Why you won't see attendees wearing black on the Oscars red carpet
When the Time's Up movement was officially unveiled on the Golden Globes red carpet, its organizers, who include some of Hollywood's biggest stars, pledged that it was a movement with lasting power. Throughout awards season, with lapel pins and megawatt advocacy and a sustained digital campaign, Time's Up has maintained its momentum. But on the Academy Awards' red carpet this weekend, its presence could be more muted.
Leaders of Time's Up will not ask celebrities and nominees to wear black, The New York Times reported last month. Additionally, "there was no coordinated effort for actresses to bring activists as guests, as there was at the Golden Globes," according to Times.
In the days ahead of the Oscar ceremony, social media accounts for Time's Up have made no explicit reference to the show, instead featuring stories about Women's History Month or highlighting accomplishments of women within the movement's ranks.
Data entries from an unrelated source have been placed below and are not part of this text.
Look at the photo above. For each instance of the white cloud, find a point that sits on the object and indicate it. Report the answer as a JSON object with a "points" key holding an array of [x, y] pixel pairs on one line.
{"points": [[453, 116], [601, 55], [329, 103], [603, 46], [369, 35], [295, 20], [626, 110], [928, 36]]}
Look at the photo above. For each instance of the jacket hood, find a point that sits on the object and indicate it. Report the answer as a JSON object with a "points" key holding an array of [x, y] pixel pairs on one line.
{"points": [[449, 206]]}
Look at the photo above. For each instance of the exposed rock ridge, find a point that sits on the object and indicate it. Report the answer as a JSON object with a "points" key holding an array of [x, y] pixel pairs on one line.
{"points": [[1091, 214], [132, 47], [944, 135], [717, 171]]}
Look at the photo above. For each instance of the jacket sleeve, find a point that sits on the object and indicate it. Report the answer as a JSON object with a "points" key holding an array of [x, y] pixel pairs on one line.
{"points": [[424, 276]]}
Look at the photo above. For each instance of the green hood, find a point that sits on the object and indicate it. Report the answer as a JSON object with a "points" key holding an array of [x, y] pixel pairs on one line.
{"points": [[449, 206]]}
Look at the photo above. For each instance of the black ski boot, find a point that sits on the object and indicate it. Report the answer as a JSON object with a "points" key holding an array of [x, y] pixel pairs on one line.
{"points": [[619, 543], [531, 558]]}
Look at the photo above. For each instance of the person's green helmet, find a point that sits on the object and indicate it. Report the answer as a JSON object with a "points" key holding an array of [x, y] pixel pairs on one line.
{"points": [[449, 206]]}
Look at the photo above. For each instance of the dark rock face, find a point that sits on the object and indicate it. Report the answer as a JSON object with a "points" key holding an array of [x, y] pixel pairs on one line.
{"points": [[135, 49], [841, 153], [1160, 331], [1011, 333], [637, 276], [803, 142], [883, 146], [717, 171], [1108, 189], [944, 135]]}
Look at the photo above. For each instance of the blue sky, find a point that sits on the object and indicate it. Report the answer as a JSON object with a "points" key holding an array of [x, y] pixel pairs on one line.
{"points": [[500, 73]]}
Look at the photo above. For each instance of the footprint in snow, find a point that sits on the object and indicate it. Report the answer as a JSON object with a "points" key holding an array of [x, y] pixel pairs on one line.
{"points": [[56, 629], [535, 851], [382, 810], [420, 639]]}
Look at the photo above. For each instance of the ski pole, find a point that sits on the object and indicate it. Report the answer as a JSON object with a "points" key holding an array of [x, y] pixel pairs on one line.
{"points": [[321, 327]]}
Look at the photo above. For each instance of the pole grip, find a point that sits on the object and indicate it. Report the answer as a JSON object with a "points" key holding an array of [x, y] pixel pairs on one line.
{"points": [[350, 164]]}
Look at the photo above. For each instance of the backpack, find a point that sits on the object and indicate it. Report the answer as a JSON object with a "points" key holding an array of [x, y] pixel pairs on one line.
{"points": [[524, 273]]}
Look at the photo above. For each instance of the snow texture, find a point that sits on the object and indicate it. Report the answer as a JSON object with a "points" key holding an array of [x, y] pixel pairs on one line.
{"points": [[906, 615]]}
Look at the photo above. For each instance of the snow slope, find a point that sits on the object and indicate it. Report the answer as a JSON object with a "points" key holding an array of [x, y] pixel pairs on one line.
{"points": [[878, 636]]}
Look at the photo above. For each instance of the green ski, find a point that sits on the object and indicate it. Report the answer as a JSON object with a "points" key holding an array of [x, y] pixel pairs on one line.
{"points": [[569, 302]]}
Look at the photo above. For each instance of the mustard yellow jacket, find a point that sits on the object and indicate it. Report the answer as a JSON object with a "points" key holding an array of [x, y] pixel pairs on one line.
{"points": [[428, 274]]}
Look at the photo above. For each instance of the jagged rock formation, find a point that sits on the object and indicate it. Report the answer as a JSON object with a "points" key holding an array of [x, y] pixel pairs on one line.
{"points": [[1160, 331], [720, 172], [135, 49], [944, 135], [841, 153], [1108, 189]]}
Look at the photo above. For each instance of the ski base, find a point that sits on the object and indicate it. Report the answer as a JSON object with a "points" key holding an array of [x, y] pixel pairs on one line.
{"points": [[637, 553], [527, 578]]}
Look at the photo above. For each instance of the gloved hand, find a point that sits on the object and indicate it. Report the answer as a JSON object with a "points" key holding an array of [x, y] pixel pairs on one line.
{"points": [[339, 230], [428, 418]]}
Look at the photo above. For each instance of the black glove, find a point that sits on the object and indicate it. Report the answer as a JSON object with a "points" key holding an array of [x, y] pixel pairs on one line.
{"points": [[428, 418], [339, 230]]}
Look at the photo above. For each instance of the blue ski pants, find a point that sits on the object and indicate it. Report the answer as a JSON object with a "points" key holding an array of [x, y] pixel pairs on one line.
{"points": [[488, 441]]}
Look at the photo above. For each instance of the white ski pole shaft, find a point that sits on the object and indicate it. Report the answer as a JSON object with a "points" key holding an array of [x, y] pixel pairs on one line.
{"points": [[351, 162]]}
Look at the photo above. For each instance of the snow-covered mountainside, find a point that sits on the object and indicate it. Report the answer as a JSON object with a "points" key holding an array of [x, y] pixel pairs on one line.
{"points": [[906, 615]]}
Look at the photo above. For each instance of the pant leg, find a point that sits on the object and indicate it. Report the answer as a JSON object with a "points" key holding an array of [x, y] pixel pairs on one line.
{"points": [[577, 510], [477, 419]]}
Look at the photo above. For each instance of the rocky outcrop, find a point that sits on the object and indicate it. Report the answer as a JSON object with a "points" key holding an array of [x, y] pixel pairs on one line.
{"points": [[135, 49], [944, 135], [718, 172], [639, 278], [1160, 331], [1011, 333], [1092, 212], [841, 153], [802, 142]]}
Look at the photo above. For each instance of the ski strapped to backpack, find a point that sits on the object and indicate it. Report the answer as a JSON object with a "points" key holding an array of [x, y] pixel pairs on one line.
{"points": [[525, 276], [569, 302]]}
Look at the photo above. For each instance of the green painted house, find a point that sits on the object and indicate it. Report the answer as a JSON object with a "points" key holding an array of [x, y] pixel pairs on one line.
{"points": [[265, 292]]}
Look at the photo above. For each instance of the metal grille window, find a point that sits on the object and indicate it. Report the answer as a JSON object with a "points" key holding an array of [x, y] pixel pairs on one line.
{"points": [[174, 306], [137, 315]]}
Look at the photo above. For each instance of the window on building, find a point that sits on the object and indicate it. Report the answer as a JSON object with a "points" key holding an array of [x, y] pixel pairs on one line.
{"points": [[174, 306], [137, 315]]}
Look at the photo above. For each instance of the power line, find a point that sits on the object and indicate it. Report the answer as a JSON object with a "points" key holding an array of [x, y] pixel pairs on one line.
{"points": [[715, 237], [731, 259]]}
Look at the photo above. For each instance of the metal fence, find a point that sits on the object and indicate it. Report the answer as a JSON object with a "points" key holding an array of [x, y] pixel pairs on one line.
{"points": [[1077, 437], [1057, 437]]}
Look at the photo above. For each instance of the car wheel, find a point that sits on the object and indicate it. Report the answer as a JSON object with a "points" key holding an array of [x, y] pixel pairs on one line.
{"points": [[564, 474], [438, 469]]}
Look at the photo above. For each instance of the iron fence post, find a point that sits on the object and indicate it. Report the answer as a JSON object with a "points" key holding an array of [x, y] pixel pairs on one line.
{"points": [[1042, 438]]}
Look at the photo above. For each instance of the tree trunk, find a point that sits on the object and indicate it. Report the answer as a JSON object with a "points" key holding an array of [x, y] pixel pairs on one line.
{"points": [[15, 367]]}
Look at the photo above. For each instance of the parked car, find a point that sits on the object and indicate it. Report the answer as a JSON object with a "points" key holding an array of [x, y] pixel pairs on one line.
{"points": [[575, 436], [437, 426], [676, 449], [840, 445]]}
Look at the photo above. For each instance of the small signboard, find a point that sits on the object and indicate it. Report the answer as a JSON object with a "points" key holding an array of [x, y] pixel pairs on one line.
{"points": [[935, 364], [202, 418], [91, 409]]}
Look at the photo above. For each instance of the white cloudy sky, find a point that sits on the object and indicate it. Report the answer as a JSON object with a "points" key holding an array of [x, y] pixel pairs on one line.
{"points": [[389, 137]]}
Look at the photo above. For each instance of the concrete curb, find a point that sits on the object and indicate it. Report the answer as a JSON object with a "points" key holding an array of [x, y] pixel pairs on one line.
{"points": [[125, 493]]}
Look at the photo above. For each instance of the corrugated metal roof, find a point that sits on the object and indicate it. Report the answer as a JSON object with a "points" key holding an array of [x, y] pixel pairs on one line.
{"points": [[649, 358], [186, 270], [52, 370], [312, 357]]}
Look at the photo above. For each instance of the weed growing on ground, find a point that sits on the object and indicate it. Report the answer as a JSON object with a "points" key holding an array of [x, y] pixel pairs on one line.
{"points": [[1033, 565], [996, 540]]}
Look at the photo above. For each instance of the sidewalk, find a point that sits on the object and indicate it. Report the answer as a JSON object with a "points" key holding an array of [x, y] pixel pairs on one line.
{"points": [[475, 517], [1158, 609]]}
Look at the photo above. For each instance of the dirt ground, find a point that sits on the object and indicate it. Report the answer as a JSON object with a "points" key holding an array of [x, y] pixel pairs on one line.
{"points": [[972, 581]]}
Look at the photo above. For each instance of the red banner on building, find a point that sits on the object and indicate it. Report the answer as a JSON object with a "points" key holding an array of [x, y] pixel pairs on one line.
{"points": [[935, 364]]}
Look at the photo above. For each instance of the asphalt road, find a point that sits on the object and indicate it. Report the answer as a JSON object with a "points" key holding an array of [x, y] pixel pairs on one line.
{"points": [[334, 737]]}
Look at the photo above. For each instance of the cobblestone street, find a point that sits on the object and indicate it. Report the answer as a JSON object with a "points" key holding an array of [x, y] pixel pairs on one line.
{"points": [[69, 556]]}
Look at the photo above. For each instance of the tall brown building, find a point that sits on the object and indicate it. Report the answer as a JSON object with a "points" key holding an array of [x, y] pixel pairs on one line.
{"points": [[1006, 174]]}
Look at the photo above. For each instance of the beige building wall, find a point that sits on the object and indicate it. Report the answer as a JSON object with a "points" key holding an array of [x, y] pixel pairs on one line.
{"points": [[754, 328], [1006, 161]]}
Time's Up members, however, note that the campaign's efforts extend beyond what actors and actresses may or may not wear on the red carpet.
"We are not an awards show protest group," director Ava DuVernay said on Thursday, according to a Los Angeles Times report. "So we stand down this time."
Oscar producers and ABC executives have indicated that they do not want the program to be subsumed by activism, suggesting the night will instead focus primarily on achievements in film.
The sexual misconduct crisis presently roiling the entertainment industry -- and the subsequent "reckoning" it has spurred among Hollywood's women -- will be impossible for the telecast to ignore.
A Variety report notes Time's Up "leaders said they had worked with the show's producers to bring attention to their cause," quoting DuVernay as saying "there's a moment that's been carved out."
Yet during a season in which Hollywood traditionally veers toward the self-congratulatory, the scale of Time's Up -- and its industry-wide reverberations -- has been unprecedented.
"It feels like some of these amazing women have a superpower," Time's Up member and "Grey's Anatomy" creator Shonda Rhimes told reporters this week, the Los Angeles Times reported. "And we like to deploy that superpower usefully in an intelligent way and not just because we can."